One of the most interesting elements of Hamlet for me is probably the way in which the female leads are portrayed by Hamlet himself – how their actions and roles, juxtaposed against what Hamlet tells us – creating tension and interest.
A big ironic element of Hamlet the Prince is that for someone who seems to have an incredible view of life, death, fate, and his own role as an Avenger, the guy seems to really, hate, women. This is agreed upon by the critics Ann Thompson and Neil Taylor (1996) whom commented that Hamlet’s own misogynistic attitudes towards the women in the play is a reflection of the society of the play.
Gertrude is depicted as a whore – with a level of sexual imagery that is rare for a tragedy. She is described by Hamlet with completely hyperbolic,, bestial metaphors such as her “O’erhasty marriage” to Claudius, creating an image of her as a character driven by lust. “O, most wicked speed, to post With such dexterity to incestuous sheets!” Using the context of her marriage to her brother in law as incest. He continues to berate her with lines such as “Thou turn’st mine eyes into my very soul; And there I see such black and grained spots As will not leave their tinct.” Again a use of strong, over the top insult to create an image of her mother as someone sinful. Ironically however, he seems to be the only one in court with this opinion, no other character seems to insult Gertrude’s sexuality or sex life, and she herself even comments “The lade doth protests too much…” show that she is perfectly aware of her role as a Queen and woman in court.
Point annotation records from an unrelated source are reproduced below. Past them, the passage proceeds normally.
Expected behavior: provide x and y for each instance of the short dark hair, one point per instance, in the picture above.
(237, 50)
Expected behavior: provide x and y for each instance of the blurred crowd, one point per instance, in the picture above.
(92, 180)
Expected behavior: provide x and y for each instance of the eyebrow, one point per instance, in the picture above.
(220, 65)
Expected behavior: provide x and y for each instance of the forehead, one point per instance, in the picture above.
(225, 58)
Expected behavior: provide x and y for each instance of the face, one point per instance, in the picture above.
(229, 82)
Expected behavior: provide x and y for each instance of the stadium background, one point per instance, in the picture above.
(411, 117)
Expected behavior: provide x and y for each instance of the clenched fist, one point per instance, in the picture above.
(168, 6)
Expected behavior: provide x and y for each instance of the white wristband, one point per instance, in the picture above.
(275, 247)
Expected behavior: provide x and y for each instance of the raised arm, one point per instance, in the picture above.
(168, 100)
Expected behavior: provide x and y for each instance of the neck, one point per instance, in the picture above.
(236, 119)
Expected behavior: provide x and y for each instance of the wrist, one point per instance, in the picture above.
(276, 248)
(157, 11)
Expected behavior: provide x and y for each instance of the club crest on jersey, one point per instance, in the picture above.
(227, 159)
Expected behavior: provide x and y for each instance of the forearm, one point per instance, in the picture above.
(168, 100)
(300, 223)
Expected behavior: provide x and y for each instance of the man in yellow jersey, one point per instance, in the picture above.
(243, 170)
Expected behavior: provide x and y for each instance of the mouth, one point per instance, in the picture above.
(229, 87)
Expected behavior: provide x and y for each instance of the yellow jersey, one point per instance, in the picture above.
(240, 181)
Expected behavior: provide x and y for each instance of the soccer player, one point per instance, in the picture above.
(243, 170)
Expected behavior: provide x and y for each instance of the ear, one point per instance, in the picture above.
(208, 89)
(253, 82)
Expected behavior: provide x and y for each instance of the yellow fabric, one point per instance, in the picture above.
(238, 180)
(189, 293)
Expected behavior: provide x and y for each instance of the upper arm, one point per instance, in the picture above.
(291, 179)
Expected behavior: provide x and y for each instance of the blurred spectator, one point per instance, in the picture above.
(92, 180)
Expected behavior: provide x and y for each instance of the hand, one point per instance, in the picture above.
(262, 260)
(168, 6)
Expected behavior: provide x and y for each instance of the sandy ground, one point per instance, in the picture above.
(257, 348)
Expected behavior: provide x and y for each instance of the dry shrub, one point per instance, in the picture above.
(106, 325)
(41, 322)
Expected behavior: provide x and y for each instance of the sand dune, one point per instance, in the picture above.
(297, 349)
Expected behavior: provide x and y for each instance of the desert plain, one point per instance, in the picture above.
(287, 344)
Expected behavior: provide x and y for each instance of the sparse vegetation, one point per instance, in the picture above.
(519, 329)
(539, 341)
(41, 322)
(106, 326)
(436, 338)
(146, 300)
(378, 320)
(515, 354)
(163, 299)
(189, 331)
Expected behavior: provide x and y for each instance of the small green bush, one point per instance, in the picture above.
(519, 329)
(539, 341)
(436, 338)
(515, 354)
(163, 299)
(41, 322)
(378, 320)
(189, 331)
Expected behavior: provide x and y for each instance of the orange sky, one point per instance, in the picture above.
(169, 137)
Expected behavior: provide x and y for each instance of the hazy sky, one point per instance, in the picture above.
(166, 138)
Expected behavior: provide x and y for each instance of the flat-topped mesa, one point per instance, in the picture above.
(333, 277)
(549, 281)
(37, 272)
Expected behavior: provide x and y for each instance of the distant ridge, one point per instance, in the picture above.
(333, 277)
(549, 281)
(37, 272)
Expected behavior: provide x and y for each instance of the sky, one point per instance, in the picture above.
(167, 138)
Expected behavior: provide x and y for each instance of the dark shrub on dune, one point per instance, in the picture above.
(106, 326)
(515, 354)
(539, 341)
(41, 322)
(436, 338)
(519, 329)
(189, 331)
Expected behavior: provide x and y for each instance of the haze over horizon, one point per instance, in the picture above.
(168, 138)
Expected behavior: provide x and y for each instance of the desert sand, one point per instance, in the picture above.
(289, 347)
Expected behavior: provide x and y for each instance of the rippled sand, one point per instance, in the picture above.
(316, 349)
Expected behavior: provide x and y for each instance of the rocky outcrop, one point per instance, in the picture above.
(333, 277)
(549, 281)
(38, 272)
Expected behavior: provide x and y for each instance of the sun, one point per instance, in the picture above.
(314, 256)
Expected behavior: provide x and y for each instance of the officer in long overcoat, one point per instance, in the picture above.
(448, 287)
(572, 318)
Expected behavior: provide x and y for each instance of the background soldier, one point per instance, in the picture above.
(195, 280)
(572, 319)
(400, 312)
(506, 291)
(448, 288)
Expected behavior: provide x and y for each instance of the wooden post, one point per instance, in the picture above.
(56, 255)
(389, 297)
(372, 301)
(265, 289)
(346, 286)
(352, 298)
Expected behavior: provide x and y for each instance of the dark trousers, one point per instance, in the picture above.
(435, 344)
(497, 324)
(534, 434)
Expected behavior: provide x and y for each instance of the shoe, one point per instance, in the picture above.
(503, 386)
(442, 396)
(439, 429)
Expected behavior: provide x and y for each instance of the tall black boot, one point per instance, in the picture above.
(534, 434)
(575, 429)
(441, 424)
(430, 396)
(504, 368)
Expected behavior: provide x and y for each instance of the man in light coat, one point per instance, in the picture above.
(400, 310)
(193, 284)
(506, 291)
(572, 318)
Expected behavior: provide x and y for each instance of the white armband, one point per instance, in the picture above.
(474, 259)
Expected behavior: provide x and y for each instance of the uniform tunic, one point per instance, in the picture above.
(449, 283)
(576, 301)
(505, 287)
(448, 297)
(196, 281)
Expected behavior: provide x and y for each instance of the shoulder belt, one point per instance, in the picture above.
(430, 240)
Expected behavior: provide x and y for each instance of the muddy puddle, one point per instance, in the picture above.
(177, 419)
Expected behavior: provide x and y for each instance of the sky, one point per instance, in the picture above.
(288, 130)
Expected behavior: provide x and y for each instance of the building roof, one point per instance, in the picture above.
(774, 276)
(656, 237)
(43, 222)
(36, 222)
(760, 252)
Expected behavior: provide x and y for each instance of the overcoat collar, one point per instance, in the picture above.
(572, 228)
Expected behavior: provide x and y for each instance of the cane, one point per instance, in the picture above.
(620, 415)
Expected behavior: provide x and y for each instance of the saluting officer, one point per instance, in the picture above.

On the other Hand, Ophelia is meant to be a beautiful flower – a pure maiden that many artists have painted romantic oil portraits of, like the famous portrait by Sir John Milliais. However, textual evidence shows that she is little more than a “toy in blood”, a sexual object that is traded like chattel amongst the powerful nobility. This is why even Hamlet calls her out, when he says “frailty, thy name is women!” further insulting her with his claim, “Get thee to a nunnery”. Hamlet further demonstrates that Ophelia is little more than a lying whore her self when he claims “God has given you one face and you make yourselves another”. Using both biblical reference and the metaphor of a mask to show that she is just a tool of the power players. Finally, Ophelia herself admits, that her violets have ,“withered along the way”. Violets are cultural symbols of modesty and virtue and thus, in “obeying” all her male leads, there is nothing virtous left in Ophelia, and truly her only ‘way out’ is suicide. As such, a point of contention in the drama of Hamlet is the representation of gender roles and the women of Hamlet’s life itself.